Many a grower who understands fairly well how to produce good fruit is lost when it comes to selling it to an advantage to himself. You notice that I said "to himself." It is often done to the advantage of the buyer. Like most inventors the apple grower usually needs assistance in selling what he has produced. The grower who connects up with the best methods in this particular gets best results.

No one can long be successful whose methods are not careful and honest in the packing of apples.

Equipment for Harvesting the Apple Crop.—There are some who insist that the only way to pick apples is to use a basket lined with cloth. These insist that the use of the basket in picking is the most careful method and that the bruising of the apples is reduced to a minimum. I have, however, seen apples handled very roughly in baskets. The picker hangs the basket on the tree, on the ladder rung, or sets it on the ground and then proceeds to shoot the apples into the basket from distances of one foot or six or eight feet away.

The bottomless picking sack, with broad straps across the shoulders, has come into use within the past few years in many commercial orchards. My experience is that either the basket or sack is good if rightly handled, and either may be objectionable if care is not exercised.

My own experience after using both is in favor of the sack. If care is used no more bruising will be done than with the basket, and it is far more expeditious. Both hands are at liberty for use in the picking. The sack should not be shifted about, and the picker should not be allowed to lean against the rungs of the ladder with the filled sack between. The sack should be lowered into the picking crate so that the apples have no drop in emptying the sack. Pointed ladders are the best for tall trees and less liable to injure the tree or turn turtle and upset the picker.

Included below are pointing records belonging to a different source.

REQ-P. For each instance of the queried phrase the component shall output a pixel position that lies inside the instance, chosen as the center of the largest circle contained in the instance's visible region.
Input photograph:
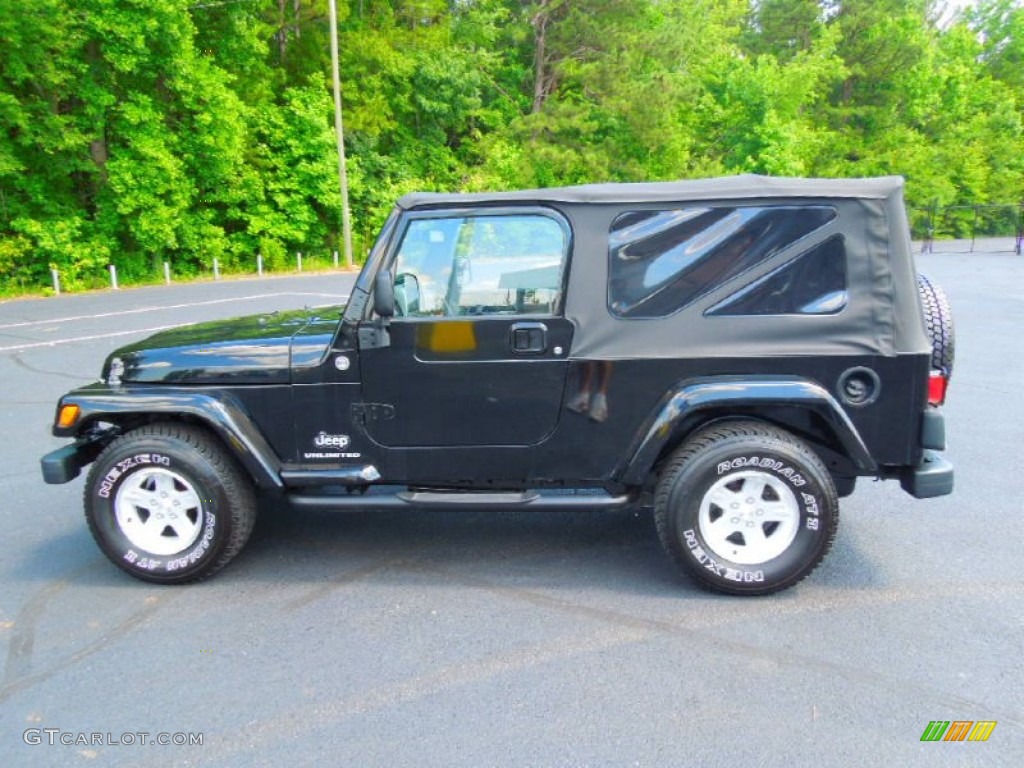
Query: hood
(255, 349)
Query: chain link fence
(963, 228)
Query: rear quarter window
(662, 261)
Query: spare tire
(938, 325)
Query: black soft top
(882, 317)
(728, 187)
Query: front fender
(219, 412)
(739, 395)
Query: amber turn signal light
(69, 415)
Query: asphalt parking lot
(511, 639)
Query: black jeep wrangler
(734, 352)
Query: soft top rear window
(663, 260)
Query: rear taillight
(938, 382)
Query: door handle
(528, 338)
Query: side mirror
(384, 294)
(407, 294)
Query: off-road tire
(938, 325)
(181, 475)
(763, 471)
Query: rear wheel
(167, 504)
(745, 508)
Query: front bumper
(65, 464)
(934, 476)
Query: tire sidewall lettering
(124, 466)
(811, 532)
(207, 546)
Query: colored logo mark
(958, 730)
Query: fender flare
(728, 393)
(221, 413)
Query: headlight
(116, 372)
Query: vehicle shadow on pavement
(614, 551)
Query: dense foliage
(138, 131)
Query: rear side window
(814, 283)
(663, 260)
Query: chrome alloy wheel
(749, 517)
(159, 511)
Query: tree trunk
(540, 23)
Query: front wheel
(745, 508)
(167, 504)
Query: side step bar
(468, 501)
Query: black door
(477, 350)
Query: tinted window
(814, 283)
(481, 264)
(664, 260)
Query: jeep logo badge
(331, 440)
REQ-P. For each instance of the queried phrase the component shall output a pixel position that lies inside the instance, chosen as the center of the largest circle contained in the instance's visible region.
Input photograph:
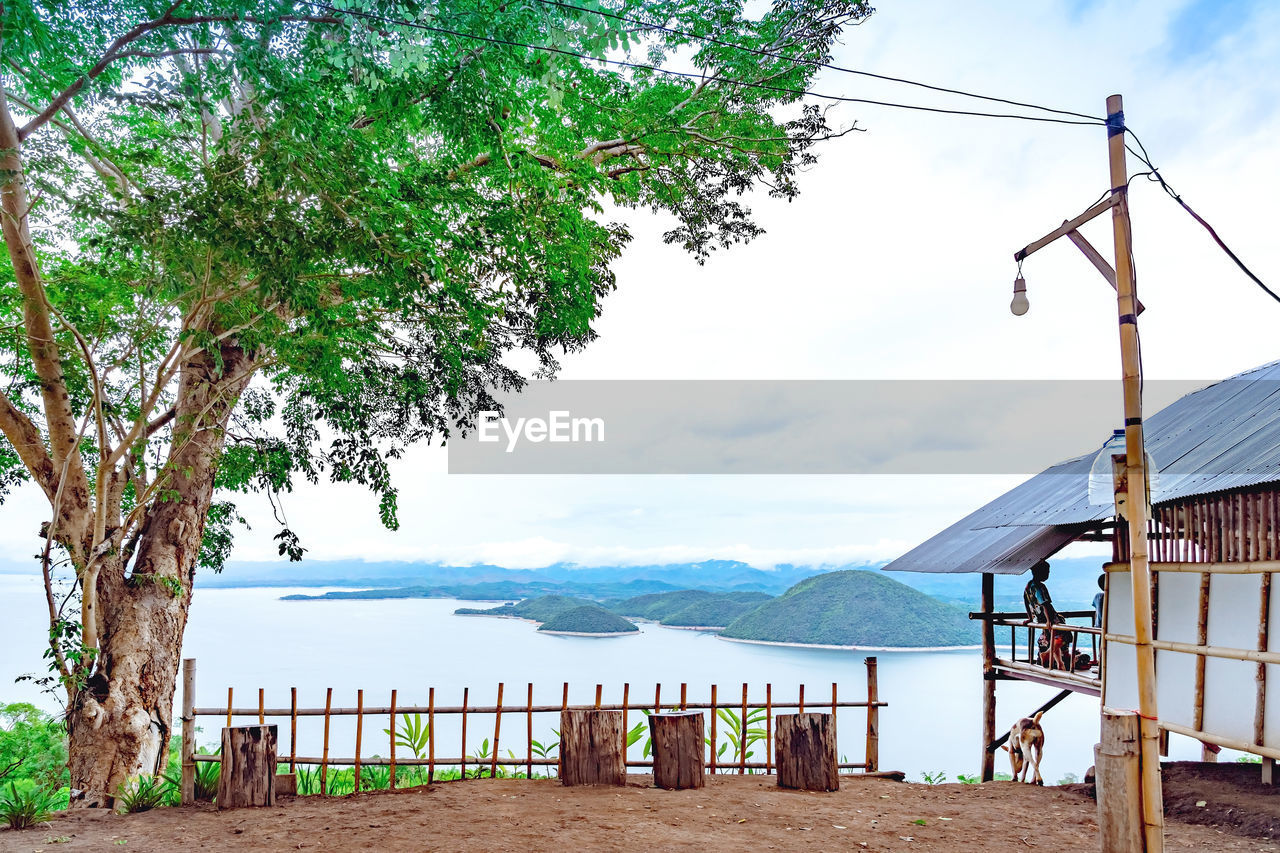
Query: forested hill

A packing house is essential if best results are to be obtained, but many growers use the canvas-covered table in the orchard, picking and packing the product from sixteen to thirty-six trees at a sitting, and then moving the table to the next center, and in this way the entire orchard. In good weather this is not so bad as might seem, but at times the sun is very hot, or sudden showers saturate everything, and in the late fall the weather is too cold and frosty for comfort. On the whole, therefore, a good sized packing house or shed built at a convenient place in or near the orchard is the more desirable method of handling the crop. This building must be large enough to give room for a sorting table three feet wide by sixteen or more feet in length, or, better still, room for an apple grading machine of best pattern, which will occupy about three feet by twenty feet. There should be a space on one side or end of the building for unloading the bushel crates with which all well regulated orchards should be equipped, when they come from the orchard. These crates can be stacked up four or five deep, and there should be adequate room for these based on necessities. There should be room for at least a day's supply of apple barrels and a place to cooper them up by driving the hoops and nailing same. There should be enough room to face and fill barrels and head them up and to stack up enough for half a day's hauling ahead.

The size of this building will depend upon whether you are barreling 100 barrels per day or 1,000 barrels. For the former a building 28x20 feet will answer very well. For the latter amount 60x100 feet would be none too large. This building should have skylights in the roof. I build these of ordinary greenhouse sash about 3x6 feet, usually putting in two of these in each building on the north or east side of the roof, according to the slope, and directly over the sorting end of the table. This will give you light an average of thirty minutes more each day and prolong the day's work that much, or at least make it possible to do better work on cloudy days and in the evenings.

The building should be approachable on all four sides with the wagon, and doors either sliding or hinged should open at least ten feet wide for taking apples in and out. For example, I have my sheds arranged to take the fruit as it comes from the orchard on one side of the building. The number one apples go out one door, and in case I use a grader the number two go out another side. The cider apples also take their route. The fourth side is used for supplying empty barrels as needed. Thus you see the necessity for getting to all four sides. On the side where the filled barrels are loaded onto the wagon there should be a raised platform so that the loading can be carefully and easily done. A bin for the cider or vinegar apples should be built with a roof on same.

Low-wheeled, platform wagons are needed to haul fruit from the orchard to the packing house.

The standard barrel of three bushels capacity is used generally by the commercial orchardist in preference to the box. Good hoops are growing scarcer every year, and some, including myself, are using two or four of the six hoops required of the twisted splice steel wire variety as being both safer and more economical. In transit or in storage they hold better and do not break and scatter the contents of the barrel over the car floor or storage warehouse.